Board games were and still are the backbone of the industry. The excitement of Charles Lindbcrgh’s flight across the Atlantic was captured in a game called Lindy. When everyone seemed fascinated with the ways of wicked Hollywood, the perilous voyage from starlet to stardom was captured in a satirical game called Polly Pickles, Queen of the Movies, in which a little girl from the country tries to find happiness in Tinsel Town. In 1924 Mah-Jongg swept out of the Orient and quickly became the premier fad of the Roaring Twenties. Based on an old Chinese gambling game adapted by James P. Babcock, an American living in Shanghai, Mah-Jongg had been a great favorite of the European clubs in the Orient. Imported to America, it suddenly became not only a success but an absolute rage in this country. Americans paid from four to 150 dollars per set of its intricate compilation of ivory tiles and bamboo counters, and the cry “Pung!” was heard throughout the land. Interior decorators did a tidy business selling customers special Mah-Jongg accessories for parties. Some of the more opulent aficionados had an entire room in their homes redone àla Chine and dressed themselves in Oriental robes just to play. The crash of 1929 hit Mah-Jongg hard, and the fad quickly receded. When George Parker’s nephew Edward, who is now president of the company, joined the firm in 1934, he found hundreds of expensive sets gathering melancholy dust in the company’s Salem warehouse.

Hard times didn’t doom all board games, however. In fact, it was the Depression that spawned Monopoly, the behemoth of them all. In 1933 Charles Darrow, a one-time heating contract salesman from Germantown, Pennsylvania, was out of work, along with several million other men. To help while away the time until business picked up, Darrow sketched out a game on an oilcloth that covered his kitchen table. Remembering the happy days of the twenties when everyone had money and he could take his family to Atlantic City for holidays, he devised a game based on buying and developing real estate in that Jersey resort, which by then must have seemed as far away as Xanadu.
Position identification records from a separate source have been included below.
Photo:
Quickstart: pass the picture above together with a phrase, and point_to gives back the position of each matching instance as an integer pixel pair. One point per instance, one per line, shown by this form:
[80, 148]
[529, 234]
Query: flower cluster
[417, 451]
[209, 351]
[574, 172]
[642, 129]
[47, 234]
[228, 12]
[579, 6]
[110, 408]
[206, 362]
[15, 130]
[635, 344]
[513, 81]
Every space on the track represented some choice snip of Atlantic City property, ending with the famous boardwalk itself. For a few hours a night in the Darrow household he and his friends, clustered around the kitchen table, were no longer leading lives of quiet panic in the Great Depression. They were big-time wheeler-dealers carving out real-estate empires and throwing their cash about as recklessly as any robber baron. Darrow’s friends suggested he try to market his game. He made up a few sets and sold them to department stores in nearby Philadelphia. Encouraged by local sales, Darrow wrote to Parker Brothers, trying to interest them in handling Monopoly nationally.

Edward Parker, then just starting with the company, remembers the day well: “We played it several times, and although we personally enjoyed it, everyone felt it could never be a popular success. It violated several of what we thought were elementary rules for a family game. We always felt that forty-five minutes was about the right length of time for a game, but Monopoly could go on for hours. Also, a game was supposed to have a definite end somewhere. In Monopoly you kept going around and around. The rules, involving mortgages and rents, seemed much too complicated. The decision to turn it down was unanimous.”

A letter was duly dispatched to Darrow refusing his brain child and informing him, “Your game has 52 fundamental errors.” If Darrow had had a steady job at the time, Monopoly might have died right there. But since the game was just about his only asset, he went ahead like a man who invests everything he has putting up a hotel on Baltic Avenue, and continued to peddle his game locally. When Parker Brothers heard that Wanamaker’s in Philadelphia was stocking Monopoly in wholesale lots for the Christmas season, they reconsidered and agreed to take it on.

Apparently unaware of its fiftytwo fundamental errors, Monopoly proved to be an instant Wunderkind. Like the bumblebee, which by all laws of aerodynamics and nature cannot fly but somehow does, Monopoly took glorious wing. In 1935 a new game could break even by selling twenty-five thousand sets. A sale of a hundred thousand gave it the cachet of a runaway best seller. In the first year Parker Brothers sold more than one million sets. Still not believing in his gold mine, George Parker was convinced that the game was a lucky fluke, with no staying power. He sent a memo to his staff to halt all production of Monopoly sets as soon as the pre-Christmas orders were filled. With memories of surplus Mah-Jongg sets undoubtedly clouding his vision, he was determined to cut his inventory for the traditional postholiday lull. Instead, he was swept up in a deluge. During the Christmas season people who received sets for gifts had been playing furiously, and now their friends wanted their own. The Salem office was a madhouse of back orders, and the Parker staff had to stack them in laundry baskets in the hallways while they cranked out new sets. Ever since, Monopoly has been the largestselling game in America, and each year’s sales have outstripped those of the previous one. More than sixty-two million sets have been sold since its debut.